写真 :Getty Images

チリの戦士、アルトゥーロ・ビダルの獲得は正しかったのか?

結果、大活躍

第32節終了時点で、27試合出場で2ゴール5アシスト、プレータイムはチームで12番目の長さです。この数字以上にビダルは現チームにおいて重要なピースになりました。

シーズンの序盤は思ったように出場機会が得られず、ベンチでふて腐れていたり、SNSに不満を書き込んだりと不満分子と化していました。しかし、コウチーニョの不適応やアルトゥールの負傷により巡ってきたチャンスでその価値を示すことでビダルはチーム内での立場を確かなものにしていきましたね。

ビダルの良さはなんといってもネガティブ・トランジションの鋭さです。類稀なるスタミナと危険察知能力で、ボールロストの瞬間に相手に襲いかかる彼の姿はまさにハンターそのもの。

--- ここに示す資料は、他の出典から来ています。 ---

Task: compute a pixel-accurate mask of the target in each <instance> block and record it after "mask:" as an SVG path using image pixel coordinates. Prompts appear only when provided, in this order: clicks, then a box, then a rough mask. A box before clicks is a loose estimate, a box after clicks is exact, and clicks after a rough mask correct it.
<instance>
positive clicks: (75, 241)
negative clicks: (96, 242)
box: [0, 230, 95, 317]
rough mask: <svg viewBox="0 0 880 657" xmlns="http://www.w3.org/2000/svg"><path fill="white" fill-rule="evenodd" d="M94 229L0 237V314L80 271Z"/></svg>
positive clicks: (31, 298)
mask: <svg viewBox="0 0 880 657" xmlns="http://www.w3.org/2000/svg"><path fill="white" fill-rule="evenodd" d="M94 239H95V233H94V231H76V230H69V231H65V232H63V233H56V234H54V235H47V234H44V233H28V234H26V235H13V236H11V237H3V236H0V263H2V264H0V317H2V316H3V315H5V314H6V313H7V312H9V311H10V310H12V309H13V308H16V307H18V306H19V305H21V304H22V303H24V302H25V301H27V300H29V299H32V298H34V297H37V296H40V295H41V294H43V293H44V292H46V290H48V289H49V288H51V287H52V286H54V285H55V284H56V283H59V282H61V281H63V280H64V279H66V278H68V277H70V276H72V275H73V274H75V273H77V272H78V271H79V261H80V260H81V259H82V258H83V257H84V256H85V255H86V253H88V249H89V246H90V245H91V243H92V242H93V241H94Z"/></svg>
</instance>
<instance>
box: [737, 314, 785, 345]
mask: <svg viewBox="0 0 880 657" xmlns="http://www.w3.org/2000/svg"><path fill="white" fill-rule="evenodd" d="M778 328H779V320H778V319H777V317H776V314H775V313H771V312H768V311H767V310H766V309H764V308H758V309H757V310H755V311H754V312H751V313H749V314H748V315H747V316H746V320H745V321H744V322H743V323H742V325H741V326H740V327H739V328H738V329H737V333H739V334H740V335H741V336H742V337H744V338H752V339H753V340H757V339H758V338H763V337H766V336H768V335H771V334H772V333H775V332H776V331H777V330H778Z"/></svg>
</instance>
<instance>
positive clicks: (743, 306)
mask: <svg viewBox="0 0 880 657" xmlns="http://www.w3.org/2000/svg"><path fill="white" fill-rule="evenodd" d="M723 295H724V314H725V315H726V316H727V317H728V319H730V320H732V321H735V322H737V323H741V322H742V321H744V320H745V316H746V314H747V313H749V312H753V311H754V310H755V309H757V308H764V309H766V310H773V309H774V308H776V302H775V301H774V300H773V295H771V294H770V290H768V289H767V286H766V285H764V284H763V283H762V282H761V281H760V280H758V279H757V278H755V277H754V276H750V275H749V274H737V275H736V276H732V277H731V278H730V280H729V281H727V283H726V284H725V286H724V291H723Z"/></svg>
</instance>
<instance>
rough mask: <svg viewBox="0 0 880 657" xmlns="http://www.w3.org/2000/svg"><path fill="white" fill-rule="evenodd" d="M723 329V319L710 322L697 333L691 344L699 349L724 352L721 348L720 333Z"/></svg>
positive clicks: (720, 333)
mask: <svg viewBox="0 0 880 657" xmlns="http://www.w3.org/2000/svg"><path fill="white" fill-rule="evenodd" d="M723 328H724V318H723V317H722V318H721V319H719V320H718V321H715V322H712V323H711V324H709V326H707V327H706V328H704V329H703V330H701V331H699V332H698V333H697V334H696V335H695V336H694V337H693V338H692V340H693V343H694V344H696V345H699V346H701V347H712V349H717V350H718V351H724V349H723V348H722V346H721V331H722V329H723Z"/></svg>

一方、ユベントス時代に見せていた2列目からの飛び出しは控えめになっています。バルセロナで与えられた役割をしっかりと彼が理解している証拠ですね。ユベントス時代は中盤でありながらシーズン2桁ゴールをマークするなど、得点力を武器にしていましたが、バルセロナでは自分の強みを活かすことよりもチーム(メッシ)を最大限にサポートをすることに重きを置いているように見えます。

この献身性こそがバルセロナで立ち位置を得ることができた大きな要因です。絶対的レギュラーではありませんが、今シーズンビダルがいてくれて助かったという試合は少なくありません。